Many colleges and universities across the country are considering how they will offer classes for the fall academic term, either in-person, virtually or a mix of the two. But only a handful of institutions have decided what they will do, despite growing anxiety from students and families over how these decisions will affect them.
“At a minimum, since we know it might not be possible for some students to safely travel to campus, we plan to offer the option of remote learning at least for fall quarter, even if some classes are held in person,” said UCLA Chancellor Gene Block and Emily Carter, an executive vice chancellor and provost to the university, in a message to students.
One thing the UCLA campus can’t guarantee is housing for students this fall because of the need for safety precautions need to keep students safe from the virus. Because of the pandemic and national travel restrictions, university officials don’t know how many students will be able to live in apartments or dorms this fall.
“In normal times, UCLA is able to offer housing to a majority of incoming and returning students,” according to the message. “At this point, it is unclear how the COVID-19 pandemic will impact our operations in student housing and residential life during the 2020-21 academic year and therefore we are unfortunately unable to provide a housing guarantee.”
Officials at Sierra College, in the Sacramento area, tweeted that they wanted to give students as much advance notice as possible, and so decided fall classes would be online-only.
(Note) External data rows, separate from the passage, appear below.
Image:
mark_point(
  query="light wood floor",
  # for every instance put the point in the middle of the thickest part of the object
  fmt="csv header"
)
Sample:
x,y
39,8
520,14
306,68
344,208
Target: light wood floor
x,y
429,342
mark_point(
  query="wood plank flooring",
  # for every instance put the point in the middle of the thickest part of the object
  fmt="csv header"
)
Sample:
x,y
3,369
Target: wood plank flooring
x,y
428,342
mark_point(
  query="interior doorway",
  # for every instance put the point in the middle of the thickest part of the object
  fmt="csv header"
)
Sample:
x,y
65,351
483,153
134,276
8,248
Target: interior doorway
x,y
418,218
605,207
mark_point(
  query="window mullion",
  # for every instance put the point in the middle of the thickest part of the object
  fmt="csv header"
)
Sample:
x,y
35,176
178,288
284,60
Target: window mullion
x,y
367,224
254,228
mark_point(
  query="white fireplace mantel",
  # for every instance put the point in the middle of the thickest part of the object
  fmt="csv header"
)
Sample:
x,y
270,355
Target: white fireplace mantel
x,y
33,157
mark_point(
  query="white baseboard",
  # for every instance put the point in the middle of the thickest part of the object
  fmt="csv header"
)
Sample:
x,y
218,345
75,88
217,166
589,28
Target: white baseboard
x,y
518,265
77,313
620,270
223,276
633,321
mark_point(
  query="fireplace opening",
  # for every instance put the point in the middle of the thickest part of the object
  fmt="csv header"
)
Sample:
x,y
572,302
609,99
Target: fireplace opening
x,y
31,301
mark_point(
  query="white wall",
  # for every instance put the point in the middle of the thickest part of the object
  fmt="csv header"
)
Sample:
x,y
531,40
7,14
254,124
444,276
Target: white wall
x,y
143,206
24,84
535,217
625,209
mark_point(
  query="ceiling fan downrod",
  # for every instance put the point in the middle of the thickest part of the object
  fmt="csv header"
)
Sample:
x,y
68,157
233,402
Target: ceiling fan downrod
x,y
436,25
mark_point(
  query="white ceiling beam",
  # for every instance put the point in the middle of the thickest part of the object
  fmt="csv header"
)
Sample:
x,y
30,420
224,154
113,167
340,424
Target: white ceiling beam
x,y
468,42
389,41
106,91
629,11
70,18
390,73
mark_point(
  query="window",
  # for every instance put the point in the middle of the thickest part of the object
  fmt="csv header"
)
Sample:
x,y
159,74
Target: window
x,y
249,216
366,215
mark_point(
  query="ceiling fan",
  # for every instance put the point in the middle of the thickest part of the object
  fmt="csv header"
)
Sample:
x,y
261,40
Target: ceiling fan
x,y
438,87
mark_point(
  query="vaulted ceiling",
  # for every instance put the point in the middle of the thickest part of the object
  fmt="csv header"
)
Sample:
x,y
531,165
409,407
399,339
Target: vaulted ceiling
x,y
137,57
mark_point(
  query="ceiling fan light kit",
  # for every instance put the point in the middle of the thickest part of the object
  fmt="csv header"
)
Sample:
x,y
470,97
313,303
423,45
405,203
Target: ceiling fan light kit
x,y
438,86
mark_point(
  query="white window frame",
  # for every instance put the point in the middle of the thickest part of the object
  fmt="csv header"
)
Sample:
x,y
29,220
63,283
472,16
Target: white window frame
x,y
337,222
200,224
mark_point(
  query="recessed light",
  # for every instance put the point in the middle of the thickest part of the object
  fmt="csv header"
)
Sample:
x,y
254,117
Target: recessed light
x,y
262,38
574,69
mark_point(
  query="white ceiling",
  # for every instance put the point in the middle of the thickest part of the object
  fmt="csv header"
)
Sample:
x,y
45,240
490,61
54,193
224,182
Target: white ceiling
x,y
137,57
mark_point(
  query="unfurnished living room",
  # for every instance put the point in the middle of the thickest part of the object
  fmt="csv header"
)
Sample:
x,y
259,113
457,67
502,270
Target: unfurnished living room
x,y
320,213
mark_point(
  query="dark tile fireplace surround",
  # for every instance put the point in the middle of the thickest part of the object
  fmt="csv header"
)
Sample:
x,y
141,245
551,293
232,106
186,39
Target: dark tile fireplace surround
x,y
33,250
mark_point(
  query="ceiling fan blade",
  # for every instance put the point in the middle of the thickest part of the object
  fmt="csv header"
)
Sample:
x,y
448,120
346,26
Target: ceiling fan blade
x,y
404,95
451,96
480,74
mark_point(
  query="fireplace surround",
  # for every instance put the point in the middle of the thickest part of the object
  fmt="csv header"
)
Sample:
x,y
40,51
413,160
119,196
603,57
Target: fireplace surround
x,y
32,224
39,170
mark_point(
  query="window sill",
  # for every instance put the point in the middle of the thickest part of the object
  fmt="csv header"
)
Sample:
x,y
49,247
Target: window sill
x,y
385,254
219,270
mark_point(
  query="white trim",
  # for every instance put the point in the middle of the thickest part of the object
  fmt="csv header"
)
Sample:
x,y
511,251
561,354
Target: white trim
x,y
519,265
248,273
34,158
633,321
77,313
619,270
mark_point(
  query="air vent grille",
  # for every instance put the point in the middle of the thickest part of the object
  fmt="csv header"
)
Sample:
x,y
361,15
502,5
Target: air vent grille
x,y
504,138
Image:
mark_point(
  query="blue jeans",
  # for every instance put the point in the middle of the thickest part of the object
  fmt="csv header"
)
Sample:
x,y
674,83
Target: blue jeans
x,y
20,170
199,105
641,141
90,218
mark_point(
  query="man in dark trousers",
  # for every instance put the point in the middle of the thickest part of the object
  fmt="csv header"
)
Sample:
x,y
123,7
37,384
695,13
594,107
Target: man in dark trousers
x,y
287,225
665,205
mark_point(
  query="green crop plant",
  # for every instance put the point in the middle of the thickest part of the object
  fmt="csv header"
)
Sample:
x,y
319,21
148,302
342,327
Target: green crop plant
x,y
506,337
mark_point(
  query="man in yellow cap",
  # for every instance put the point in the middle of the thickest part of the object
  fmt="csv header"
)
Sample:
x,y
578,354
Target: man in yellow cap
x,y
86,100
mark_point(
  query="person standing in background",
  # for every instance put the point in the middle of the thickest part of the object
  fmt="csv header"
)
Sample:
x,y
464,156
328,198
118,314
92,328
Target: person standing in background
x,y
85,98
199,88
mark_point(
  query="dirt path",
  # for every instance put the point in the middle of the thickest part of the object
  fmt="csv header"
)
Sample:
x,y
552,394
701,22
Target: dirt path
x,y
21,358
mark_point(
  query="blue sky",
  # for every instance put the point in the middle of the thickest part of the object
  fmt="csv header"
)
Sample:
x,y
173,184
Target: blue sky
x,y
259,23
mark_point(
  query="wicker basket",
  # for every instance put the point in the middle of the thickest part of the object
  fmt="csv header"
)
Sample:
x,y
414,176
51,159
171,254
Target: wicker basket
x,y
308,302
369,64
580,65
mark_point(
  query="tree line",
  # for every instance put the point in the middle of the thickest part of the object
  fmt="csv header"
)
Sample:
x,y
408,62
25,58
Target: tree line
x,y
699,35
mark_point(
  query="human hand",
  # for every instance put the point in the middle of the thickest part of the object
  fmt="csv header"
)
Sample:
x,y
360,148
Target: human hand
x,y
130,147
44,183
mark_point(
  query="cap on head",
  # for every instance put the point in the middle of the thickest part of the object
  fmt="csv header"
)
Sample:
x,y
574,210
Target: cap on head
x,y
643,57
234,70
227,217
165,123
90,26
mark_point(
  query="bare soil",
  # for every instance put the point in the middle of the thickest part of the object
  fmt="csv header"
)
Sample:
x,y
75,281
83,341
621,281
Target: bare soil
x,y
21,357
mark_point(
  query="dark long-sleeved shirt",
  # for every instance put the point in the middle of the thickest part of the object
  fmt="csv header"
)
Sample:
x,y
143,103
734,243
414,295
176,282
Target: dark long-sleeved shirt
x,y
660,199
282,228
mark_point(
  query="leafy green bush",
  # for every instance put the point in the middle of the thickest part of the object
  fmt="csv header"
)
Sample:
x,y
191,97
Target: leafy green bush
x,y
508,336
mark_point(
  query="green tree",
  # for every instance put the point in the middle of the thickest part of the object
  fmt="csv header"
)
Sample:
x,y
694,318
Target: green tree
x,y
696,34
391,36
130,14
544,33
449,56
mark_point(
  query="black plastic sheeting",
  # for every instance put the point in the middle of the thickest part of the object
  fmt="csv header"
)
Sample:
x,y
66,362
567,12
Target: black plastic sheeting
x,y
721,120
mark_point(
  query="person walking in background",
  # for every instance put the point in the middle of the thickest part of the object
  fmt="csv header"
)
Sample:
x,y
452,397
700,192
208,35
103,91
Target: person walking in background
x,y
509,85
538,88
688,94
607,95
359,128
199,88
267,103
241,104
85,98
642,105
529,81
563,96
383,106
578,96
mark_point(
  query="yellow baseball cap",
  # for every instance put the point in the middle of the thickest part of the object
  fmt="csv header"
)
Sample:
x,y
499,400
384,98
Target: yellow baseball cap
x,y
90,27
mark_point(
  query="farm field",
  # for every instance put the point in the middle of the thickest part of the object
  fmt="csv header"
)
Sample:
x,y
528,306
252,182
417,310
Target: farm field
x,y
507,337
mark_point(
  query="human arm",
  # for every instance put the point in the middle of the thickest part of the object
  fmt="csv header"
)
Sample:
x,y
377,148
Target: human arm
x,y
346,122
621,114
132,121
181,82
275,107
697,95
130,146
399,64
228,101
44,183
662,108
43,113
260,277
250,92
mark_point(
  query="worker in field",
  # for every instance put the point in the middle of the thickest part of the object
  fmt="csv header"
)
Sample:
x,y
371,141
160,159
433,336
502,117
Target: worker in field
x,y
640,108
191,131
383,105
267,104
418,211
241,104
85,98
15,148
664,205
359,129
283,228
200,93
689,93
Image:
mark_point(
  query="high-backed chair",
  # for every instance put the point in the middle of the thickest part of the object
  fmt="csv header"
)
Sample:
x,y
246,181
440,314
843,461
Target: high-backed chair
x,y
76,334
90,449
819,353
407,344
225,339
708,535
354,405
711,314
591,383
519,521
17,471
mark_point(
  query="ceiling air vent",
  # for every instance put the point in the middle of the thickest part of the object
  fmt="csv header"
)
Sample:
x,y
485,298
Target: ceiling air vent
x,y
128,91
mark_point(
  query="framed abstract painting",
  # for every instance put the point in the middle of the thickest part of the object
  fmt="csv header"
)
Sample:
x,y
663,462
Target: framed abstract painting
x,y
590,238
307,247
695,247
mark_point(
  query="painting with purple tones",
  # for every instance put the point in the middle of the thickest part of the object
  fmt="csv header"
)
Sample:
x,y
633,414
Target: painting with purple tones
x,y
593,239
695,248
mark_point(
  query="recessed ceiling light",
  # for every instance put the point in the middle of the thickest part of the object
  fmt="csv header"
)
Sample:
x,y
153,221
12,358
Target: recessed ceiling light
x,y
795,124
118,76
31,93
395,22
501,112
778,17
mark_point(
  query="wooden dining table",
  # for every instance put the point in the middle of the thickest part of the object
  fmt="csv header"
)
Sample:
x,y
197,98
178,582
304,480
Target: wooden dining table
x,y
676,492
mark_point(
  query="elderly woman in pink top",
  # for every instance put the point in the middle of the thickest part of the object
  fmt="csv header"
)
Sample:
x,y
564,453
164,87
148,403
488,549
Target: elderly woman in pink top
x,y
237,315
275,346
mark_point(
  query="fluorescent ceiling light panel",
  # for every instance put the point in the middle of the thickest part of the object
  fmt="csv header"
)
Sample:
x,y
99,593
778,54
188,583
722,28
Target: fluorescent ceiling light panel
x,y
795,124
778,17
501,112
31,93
“Making this decision early allows us to better prepare for online learning and gives staff more time to prepare for this format,” according to the college, which has about 16,000 students enrolled. “With the potential for a resurgence of the virus in the fall, students will not have to worry about making an abrupt transition to remote learning.”
However, some classes can’t happen in an online-only setting. Sierra College officials said they will continue looking for alternatives, such as a mix of virtual and in-person classes, to help students complete their courses.
“We understand this situation is not ideal for anyone,” the tweets continued. “But we hope by making this decision early we can prepare better for the fall semester and continue to help our students complete their educational goals as best we can.”
Francisco Rodriguez, chancellor of the Los Angeles Community College District, said they’ve been working to find flexible solutions for classes that require labs, clinical experience or other hands-on requirements.
“We ask for your patience and support as we work through these issues,” he said, in a message to students about offering most fall classes online.
Santa Monica College, which has about 26,000 students, decided earlier this week that its nearly 3,000 classes would be offered remotely this fall starting Aug. 31.
The decision to continue online-only instruction through this fall was based on two factors. Santa Monica officials don’t think a COVID-19 vaccine will be available until 2021 and it would be “nearly impossible” for the campus, which is described as “open-access,” to monitor and identify the differences between people who have the coronavirus and those who have the typical flu. The college will also examine where to offer hybrid courses for those classes that can’t move online.
Until they’re able to safely reopen the Santa Monica campus for in-person classes and services, students can continue to access mental and physical health counseling online. The campus will continue its Chromebook laptop lending program, which has given more than 200 students the technology they need to access classes online, and access to the school’s drive-thru pop-up food pantry will continue, said Kathryn Jeffery, Santa Monica’s president, in an email to students.
Jeffery said faculty members and counselors would continue building their skills to help students pursue their academic experience remotely.
“Your instructors and counselors are learning new skills, software and tools so that they can give you the best possible academic experience,” she said.
Santa Rosa Junior College President Frank Chong Thursday issued a statement saying that the college would offer its fall classes online.
“There may be some courses that require in-person instruction, such as those that require hands-on labs and those offered at the Public Safety Training Center.” Chong said. “Where possible, we will work alongside faculty and staff in these areas to offer in-person instruction” utilizing the college’s social distancing protocols.